Regulated assembly of a supramolecular centrosome scaffold in vitro

Abstract

The centrosome organizes microtubule arrays within animal cells and comprises two centrioles surrounded by an amorphous protein mass called the pericentriolar material (PCM). Despite the importance of centrosomes as microtubule-organizing centers, the mechanism and regulation of PCM assembly are not well understood. In C. elegans, PCM assembly requires the coiled-coil protein SPD-5. Here we found that recombinant SPD-5 could polymerize to form micrometer-sized porous networks in vitro. Network assembly was accelerated by two conserved regulators that control PCM assembly in vivo, Polo-like kinase-1 and SPD-2/Cep192. Only the assembled SPD-5 networks, and not unassembled SPD-5 protein, functioned as a scaffold for other PCM proteins. Thus, PCM size and binding capacity emerge from the regulated polymerization of one coiled-coil protein to form a porous network.

One Sentence Summary

Centrosome assembly in C. elegans involves self-assembly of an interconnected, micron-scale network of proteins.

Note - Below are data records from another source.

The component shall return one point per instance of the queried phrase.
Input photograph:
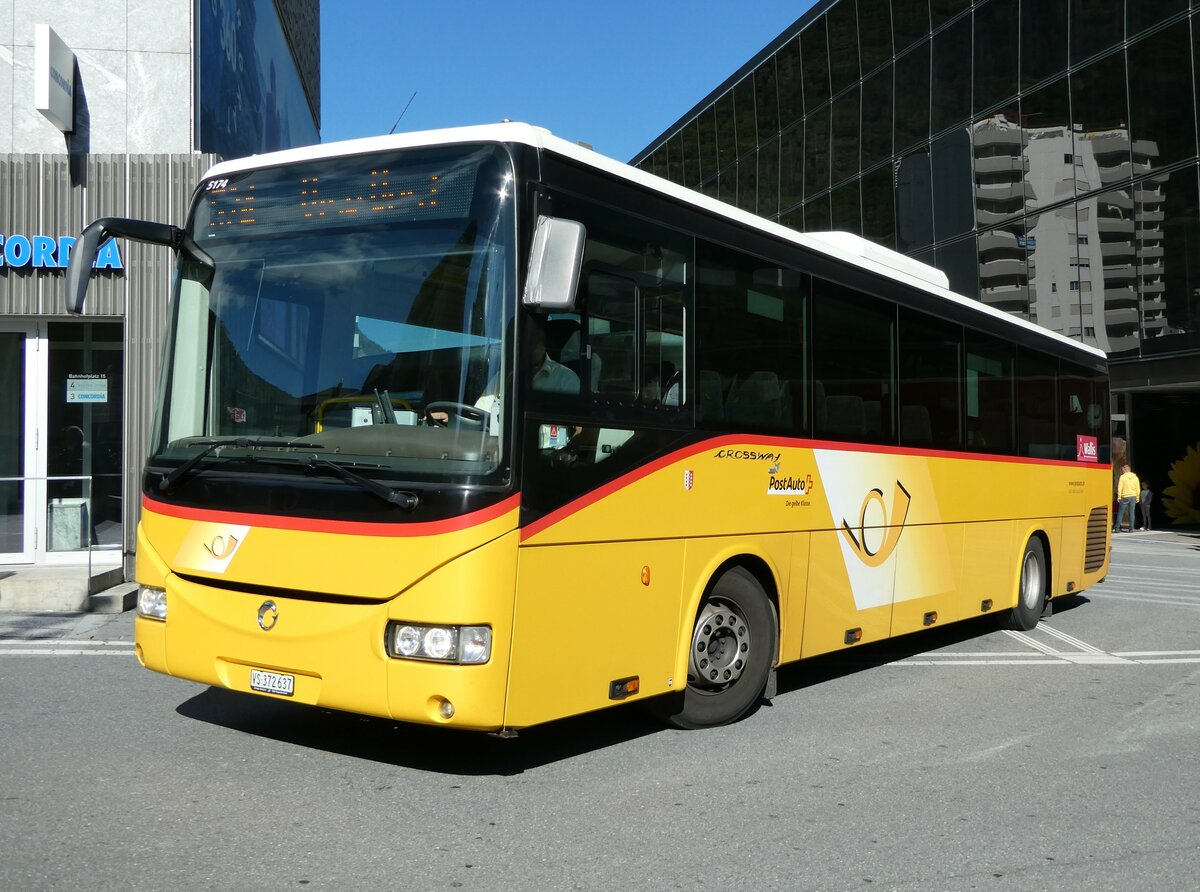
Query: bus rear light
(469, 645)
(151, 603)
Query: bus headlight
(439, 644)
(151, 603)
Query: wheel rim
(720, 647)
(1031, 581)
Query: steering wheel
(468, 415)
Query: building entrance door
(22, 472)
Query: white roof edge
(840, 245)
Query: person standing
(1144, 501)
(1128, 491)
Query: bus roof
(844, 246)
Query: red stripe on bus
(633, 477)
(312, 525)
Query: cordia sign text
(45, 252)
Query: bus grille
(1097, 539)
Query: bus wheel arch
(1032, 585)
(732, 647)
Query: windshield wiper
(401, 498)
(168, 483)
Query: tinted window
(816, 151)
(912, 99)
(879, 207)
(1096, 25)
(996, 51)
(930, 371)
(989, 394)
(1165, 130)
(952, 76)
(816, 65)
(751, 336)
(876, 144)
(853, 366)
(843, 25)
(1043, 40)
(844, 157)
(875, 33)
(1036, 400)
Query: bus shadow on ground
(840, 664)
(471, 753)
(418, 747)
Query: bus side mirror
(83, 253)
(555, 263)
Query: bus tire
(1031, 590)
(731, 653)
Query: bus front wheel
(731, 653)
(1031, 591)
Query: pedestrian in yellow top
(1128, 491)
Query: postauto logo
(46, 252)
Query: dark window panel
(748, 183)
(691, 171)
(846, 209)
(816, 214)
(816, 151)
(743, 105)
(789, 73)
(843, 24)
(1163, 132)
(1141, 15)
(930, 382)
(1044, 35)
(912, 99)
(989, 394)
(1099, 115)
(879, 207)
(853, 365)
(951, 94)
(875, 33)
(791, 167)
(1096, 25)
(910, 22)
(942, 11)
(844, 157)
(877, 118)
(1181, 273)
(960, 263)
(1000, 167)
(708, 154)
(1003, 269)
(915, 203)
(816, 65)
(1050, 172)
(996, 52)
(768, 179)
(953, 186)
(726, 131)
(766, 100)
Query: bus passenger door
(589, 615)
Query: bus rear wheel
(731, 653)
(1031, 591)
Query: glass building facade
(1042, 153)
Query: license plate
(273, 682)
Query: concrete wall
(133, 76)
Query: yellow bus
(479, 429)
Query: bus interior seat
(712, 401)
(845, 415)
(916, 429)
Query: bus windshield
(358, 309)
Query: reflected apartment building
(1042, 153)
(114, 109)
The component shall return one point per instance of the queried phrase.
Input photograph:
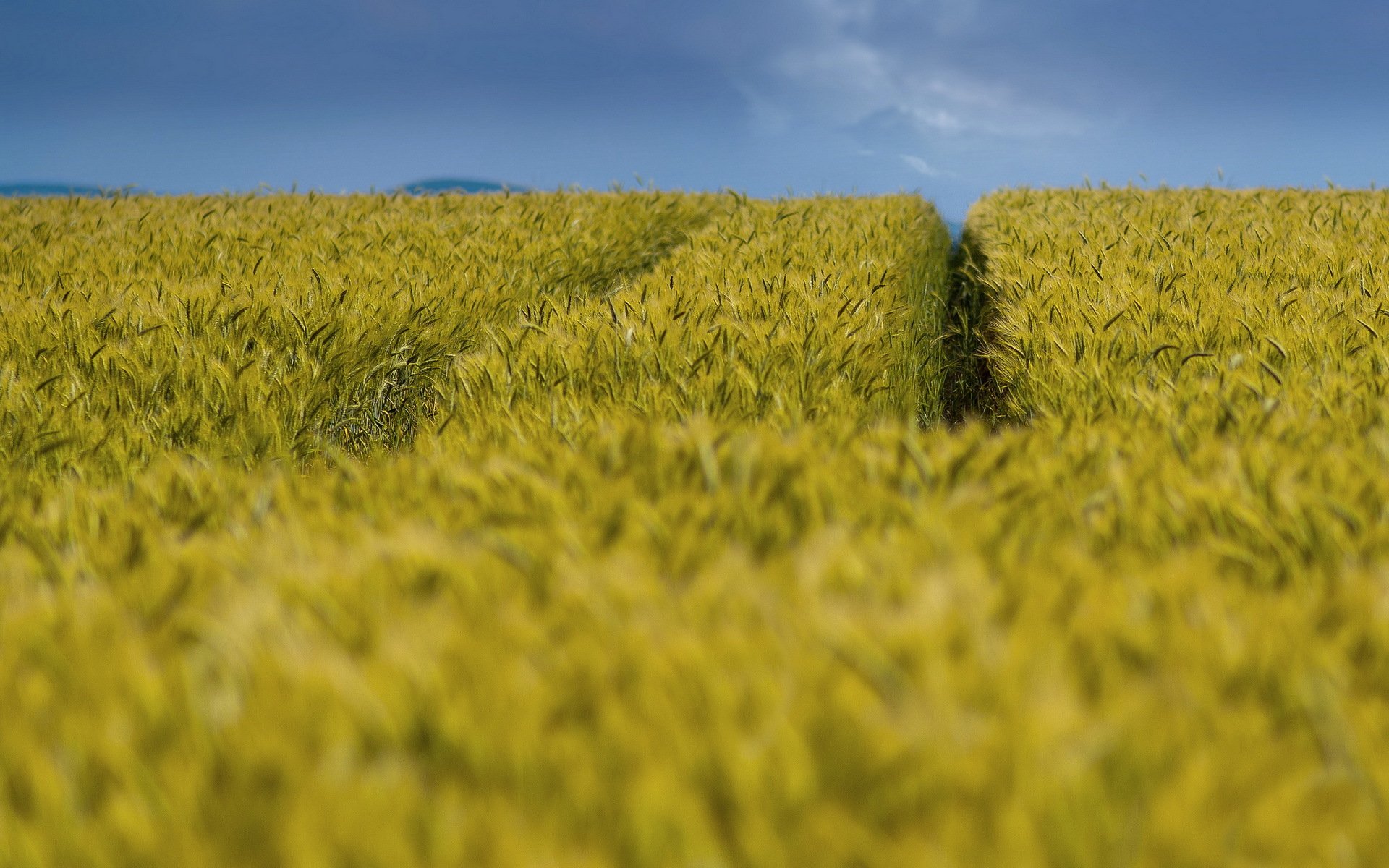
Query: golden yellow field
(629, 529)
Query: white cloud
(838, 74)
(921, 166)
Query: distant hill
(457, 185)
(49, 190)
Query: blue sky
(949, 98)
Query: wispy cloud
(844, 71)
(924, 169)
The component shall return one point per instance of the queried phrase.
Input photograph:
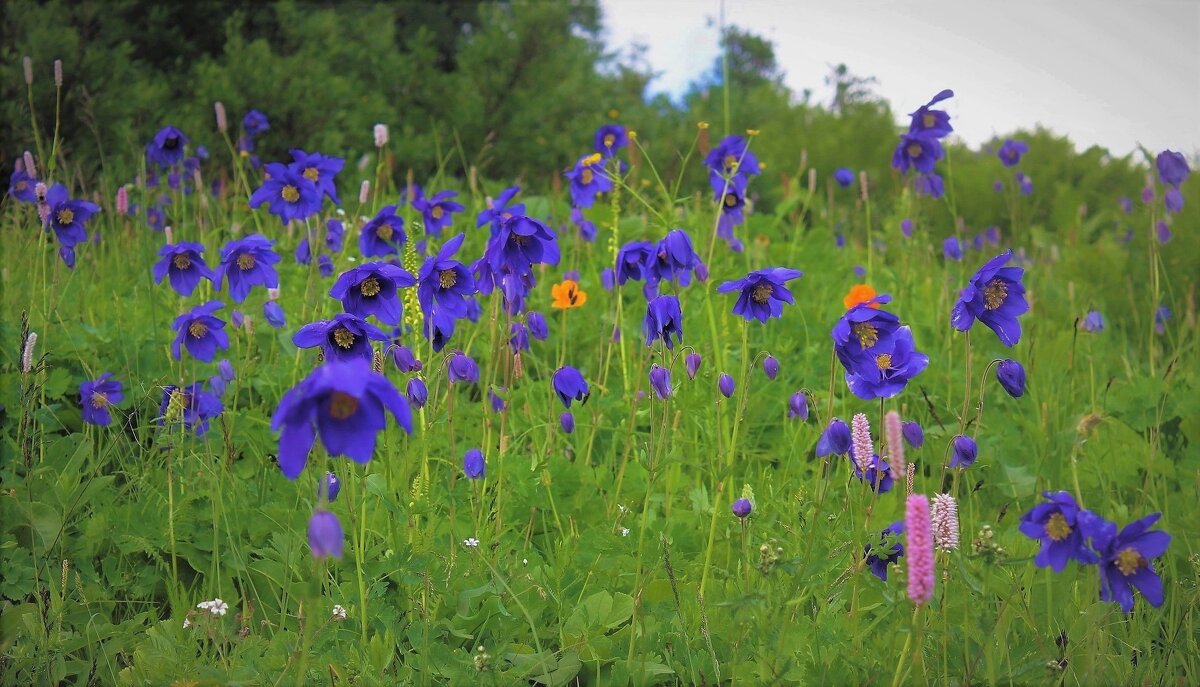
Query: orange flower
(859, 293)
(568, 294)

Pericentriolar material (PCM), a matrix of proteins that regulates microtubule nucleation, anchoring, and dynamics (1, 2), assembles around centrioles to form centrosomes that contribute to cell division. The PCM scaffold is thought to form via the assembly of coiled-coil proteins (pericentrin and Cdk5RAP2/centrosomin in vertebrates and Drosophila, and SPD-5 in C. elegans (3–8)). PCM expansion during mitotic entry requires SPD-2/Cep192 and is regulated by mitotic kinases, including the Polo family kinase Plk1 (9–13). However, the mechanism of PCM assembly remains unclear, partly due to the lack of an in vitro system.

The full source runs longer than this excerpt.